The first component of a good network management system is an event handling system. A basic event handling system can be easily implemented with open source tools like syslog-ng. Just watching the new events arrive can be very enlightening. Many network operations teams gain visibility into their network operations by using the Unix ‘tail -f’ command to monitor the event stream as it arrives.
It is easy to miss rare but important events using ‘tail -f’. I like to use the syslog summary script (Syslog Summary Script blog post) to summarize daily messages. A quick daily review of the summary allows me to find those important events, such as STANDBY-3-DUPADDR, C4K_SWITCHINGENGINEMAN-4-TCAMINTERRUPT, C6K_POWER-SP-1-PD_HW_FAULTY, OSPF-4-DUP_RTRID_NBR, and SYSTEM_CONTROLLER-3-ERROR. Creating a daily summary is what I view as the second phase of event handling. It is a simple form of event de-duplication, resulting in a count of each message type and a subsequent breakdown of the devices and interfaces reported in each message.
A more advanced form of event correlation associates different events with one another. For example, assume that a device sends the following syslog messages:
10.1.1.18 Oct 5 16:43:26 edt: %LINK-3-UPDOWN: Interface GigabitEthernet1/0/3, changed state to down 10.1.1.18 Oct 5 16:43:41 edt: %LINK-3-UPDOWN: Interface GigabitEthernet1/0/3, changed state to up
The messages are different, but related because they are both about the same device and interface. Assuming that all the less important edge ports are configured with ‘no logging event link-status’, the link that’s reporting a problem is an important link. When the link goes down, I get a real-time notification of the event and can quickly begin troubleshooting the problem. When the link comes back up, I want the NMS to correlate the ‘up’ event with the ‘down’ event and automatically clear the ‘down’ event from the ‘active events’ list. Note that key server links, telepresence system links, and other key business process and control system links are often more important than network infrastructure links because the network is often engineered with a higher level of redundancy than the individual servers and edge devices.

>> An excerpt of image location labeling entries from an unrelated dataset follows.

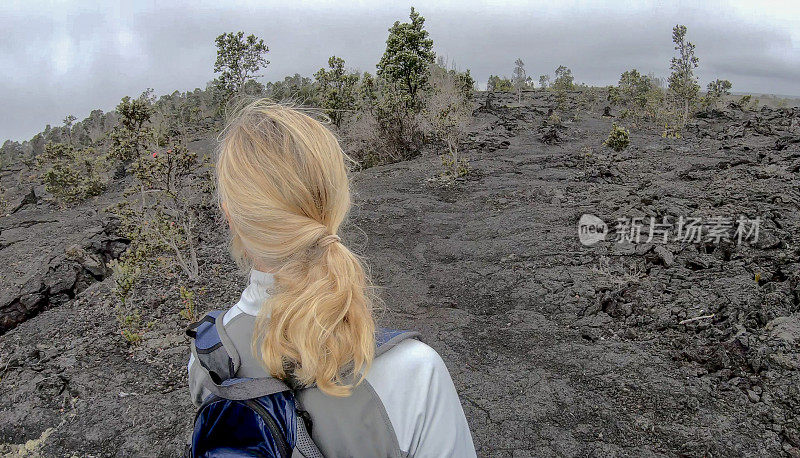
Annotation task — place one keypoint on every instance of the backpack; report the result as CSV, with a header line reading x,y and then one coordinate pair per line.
x,y
259,417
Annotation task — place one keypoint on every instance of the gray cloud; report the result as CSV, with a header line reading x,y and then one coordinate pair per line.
x,y
63,59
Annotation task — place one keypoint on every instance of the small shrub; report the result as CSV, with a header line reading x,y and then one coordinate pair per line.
x,y
337,90
618,139
447,113
125,273
72,175
455,167
499,84
716,90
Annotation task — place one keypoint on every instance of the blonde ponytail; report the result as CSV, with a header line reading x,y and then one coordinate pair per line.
x,y
282,179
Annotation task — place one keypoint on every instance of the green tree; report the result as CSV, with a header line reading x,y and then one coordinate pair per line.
x,y
634,93
71,174
336,89
520,78
682,81
447,113
544,81
68,121
499,84
716,90
297,88
564,80
405,62
239,58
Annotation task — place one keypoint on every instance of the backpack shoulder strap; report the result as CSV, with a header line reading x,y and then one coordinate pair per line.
x,y
386,339
212,347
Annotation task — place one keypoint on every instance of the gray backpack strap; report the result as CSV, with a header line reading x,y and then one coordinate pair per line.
x,y
304,445
208,347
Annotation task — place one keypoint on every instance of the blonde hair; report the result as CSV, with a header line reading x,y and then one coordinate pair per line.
x,y
281,176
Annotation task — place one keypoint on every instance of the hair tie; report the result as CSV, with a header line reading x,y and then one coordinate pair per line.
x,y
328,239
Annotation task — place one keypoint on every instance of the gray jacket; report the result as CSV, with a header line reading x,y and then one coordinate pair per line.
x,y
407,406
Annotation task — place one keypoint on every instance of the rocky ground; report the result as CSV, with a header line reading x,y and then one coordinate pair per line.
x,y
556,348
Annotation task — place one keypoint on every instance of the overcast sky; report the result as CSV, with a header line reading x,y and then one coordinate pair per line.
x,y
60,58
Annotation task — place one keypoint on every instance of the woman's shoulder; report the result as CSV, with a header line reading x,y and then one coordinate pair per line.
x,y
411,363
411,352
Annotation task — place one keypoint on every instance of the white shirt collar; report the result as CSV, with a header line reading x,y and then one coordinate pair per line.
x,y
257,291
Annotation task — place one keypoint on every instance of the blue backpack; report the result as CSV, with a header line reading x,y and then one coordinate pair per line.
x,y
246,417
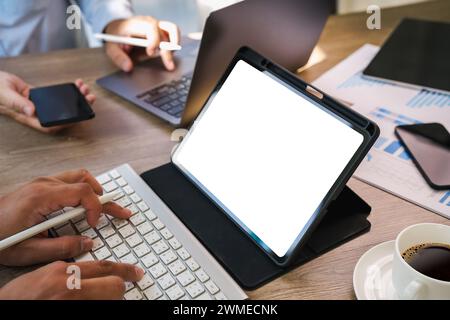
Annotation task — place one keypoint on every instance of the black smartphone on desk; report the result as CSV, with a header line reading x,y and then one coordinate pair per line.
x,y
60,104
429,147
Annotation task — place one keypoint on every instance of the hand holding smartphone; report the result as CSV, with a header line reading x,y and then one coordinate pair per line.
x,y
60,104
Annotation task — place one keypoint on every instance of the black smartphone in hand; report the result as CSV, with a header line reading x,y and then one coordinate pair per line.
x,y
60,104
429,146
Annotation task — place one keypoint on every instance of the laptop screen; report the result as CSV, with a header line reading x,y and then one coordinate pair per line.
x,y
267,155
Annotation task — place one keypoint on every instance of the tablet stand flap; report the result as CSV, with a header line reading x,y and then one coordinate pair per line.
x,y
246,262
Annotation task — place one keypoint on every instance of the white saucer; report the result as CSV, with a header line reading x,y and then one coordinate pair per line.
x,y
372,277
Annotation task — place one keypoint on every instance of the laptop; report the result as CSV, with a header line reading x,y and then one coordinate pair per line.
x,y
285,31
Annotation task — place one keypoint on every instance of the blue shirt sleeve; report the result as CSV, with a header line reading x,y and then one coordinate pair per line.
x,y
99,13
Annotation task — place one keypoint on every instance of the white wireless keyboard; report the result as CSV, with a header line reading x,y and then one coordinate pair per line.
x,y
171,271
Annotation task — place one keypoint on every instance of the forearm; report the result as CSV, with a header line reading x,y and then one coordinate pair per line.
x,y
99,13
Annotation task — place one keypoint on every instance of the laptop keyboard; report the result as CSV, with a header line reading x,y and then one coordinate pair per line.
x,y
170,97
144,240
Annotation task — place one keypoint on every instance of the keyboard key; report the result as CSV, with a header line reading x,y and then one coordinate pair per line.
x,y
90,233
185,278
111,258
119,223
134,240
183,253
110,186
104,178
204,296
168,257
82,225
102,222
129,258
177,267
158,224
145,282
114,174
211,286
157,270
133,209
128,190
121,250
129,285
137,219
160,102
153,292
66,230
159,247
150,215
121,182
107,231
166,281
114,241
152,237
144,228
149,260
84,257
141,249
102,253
119,196
195,289
133,295
124,202
166,233
127,231
143,206
175,103
97,244
175,292
192,264
175,244
135,198
76,219
220,296
176,110
201,275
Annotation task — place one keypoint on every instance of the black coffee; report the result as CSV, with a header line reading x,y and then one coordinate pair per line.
x,y
430,259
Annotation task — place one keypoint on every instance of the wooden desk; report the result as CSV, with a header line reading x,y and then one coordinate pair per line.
x,y
123,133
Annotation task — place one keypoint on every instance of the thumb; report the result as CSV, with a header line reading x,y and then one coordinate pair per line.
x,y
22,104
119,57
43,250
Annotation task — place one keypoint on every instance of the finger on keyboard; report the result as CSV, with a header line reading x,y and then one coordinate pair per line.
x,y
94,269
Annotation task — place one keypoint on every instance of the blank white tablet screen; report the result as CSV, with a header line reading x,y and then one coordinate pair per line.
x,y
266,154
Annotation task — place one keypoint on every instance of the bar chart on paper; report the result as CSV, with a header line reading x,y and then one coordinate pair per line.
x,y
388,165
429,99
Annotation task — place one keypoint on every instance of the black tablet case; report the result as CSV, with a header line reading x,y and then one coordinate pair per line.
x,y
346,218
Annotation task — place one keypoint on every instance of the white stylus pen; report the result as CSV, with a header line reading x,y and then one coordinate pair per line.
x,y
137,42
46,225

What about links that only go down for a few seconds? No one may have reported it, but the NMS saw the event. If the NMS sends an alert and opens a trouble ticket for the interface down event, the operations team will find that the interface is back up and nothing needs to be done. After a few of these, the operations team will stop paying much attention to the interface down events. And they are right. It isn’t an interface down event. It is really an interface flapping event, which is an entirely different severity and troubleshooting scenario. Adding delays after event receipt but before generating an alert to the network operations team allows the system to detect intermittent events. In my experience, adding a delay of 30-60 seconds greatly reduces the number of interface down alerts and correctly categorizes flapping interfaces as such. Similar event correlation capabilities are useful for automatically clearing active events related to power supplies, device down, and many other network events. This frees the network staff from having to manually clear events, allowing them to spend their time doing more productive things.
Event suppression is the process of ignoring events that are generated due to a higher-level event. Wikipedia refers to this as Event Masking or Topological Masking. A good example is where a device or link fails, causing some number of systems downstream of the failed entity to become unreachable. An reachability monitoring system will generate an event for every unreachable system, potentially generating hundreds of events. An event suppression system will have knowledge of the topology and will suppress the downstream events. The result is a significant reduction in the volume of events that the network operations team must handle, allowing them to more easily see, and focus, on the event that caused the loss of connectivity. Event suppression is particularly important where email or pager alerts are generated. More than one organization has disabled certain alerts after experiencing a flood of hundreds of alerts when one key device or link went down.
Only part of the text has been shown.